If you earned staking rewards this year, you owe money to the IRS. This guide breaks down how staking rewards are taxed, answers common questions, and shows how to report staking income on your tax return efficiently.
What Is Staking?
Staking involves participating in a Proof of Stake (PoS) blockchain's governance process.
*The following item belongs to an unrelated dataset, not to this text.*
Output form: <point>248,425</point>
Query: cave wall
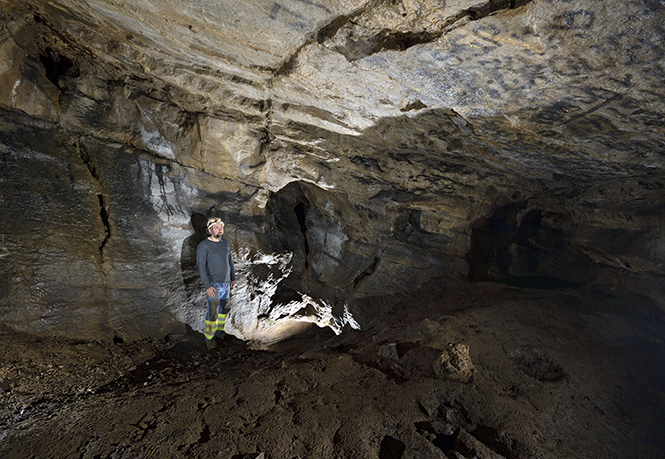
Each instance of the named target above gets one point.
<point>379,144</point>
In PoS blockchains, stakers temporarily lock their cryptocurrency to:
- Validate transactions
- Maintain blockchain security
In return, stakers earn cryptocurrency rewards, creating a passive income stream. Staking can also refer to earning rewards through DeFi protocols by providing liquidity.
How Is Staking Taxed?
The IRS considers staking rewards as income based on their fair market value at receipt. When you later sell these rewards, you’ll incur capital gains or losses depending on price changes.
Example: Staking Tax Calculation
- Income Recognition: Cara earns $500 worth of ETH from staking (taxable as income).
- Capital Gain: ETH's value rises to $600; selling it results in a $100 capital gain.
- Tax Rates: Income and capital gains are taxed at different rates based on tax brackets and holding periods.
When Should You Recognize Staking Income?
Staking rewards are taxable when you gain "dominion and control"—meaning you can freely withdraw or trade them. Key scenarios:
- Taxable: Rewards are taxable even if held by a third party, provided you can withdraw them.
- Non-Taxable: If withdrawals are restricted (e.g., pre-Ethereum Merge), delay income recognition until access is granted.
How Is DeFi Staking Taxed?
DeFi staking typically incurs income tax. However, protocols using crypto-to-crypto swaps may trigger capital gains tax.
Example: DeFi Staking Tax
- Robert buys $700 of ETH; its value rises to $850.
- Staking ETH for stETH incurs a $150 capital gain.
Are Staking Rewards Taxed Twice?
No. You pay:
- Income tax when rewards are received.
- Capital gains tax only on price appreciation when selling.
Staking Pools and Taxation
Staking pools allow collective staking to increase reward chances. Taxation notes:
- Rewards: Taxable as income at receipt.
- Deposits/Withdrawals: Not taxable events (treated as wallet transfers).
Handling Fair Market Value Uncertainty
If the value at receipt is unclear:
- Consult a tax professional.
- Use tools like CoinLedger to track historical prices.
Deductions for Staking Equipment
- Businesses: Validator equipment costs are deductible.
- Individuals: No deductions allowed.
Reporting Staking Rewards
- Individuals: Report as "Other Income" on Form 1040 Schedule 1.
- Businesses: Use Schedule C and deduct related expenses.
International Staking Taxes
- Australia: Similar to the U.S.—income at receipt, capital gains at disposal.
- Canada: Likely taxed as business income (no official guidance).
- UK: Treated as income; capital gains apply upon disposal.
👉 Explore global crypto tax guidelines
FAQs
1. Do You Have to Claim Staking Rewards on Taxes?
Yes, staking rewards are taxable as income in most jurisdictions.
2. Are Unsold Staking Rewards Taxable?
Yes, if you have dominion and control over them.
3. Is Coinbase Staking Taxable?
Yes, rewards from centralized platforms like Coinbase are taxable.
4. Can I Deduct Staking Equipment?
Only if you’re a business; individual taxpayers cannot.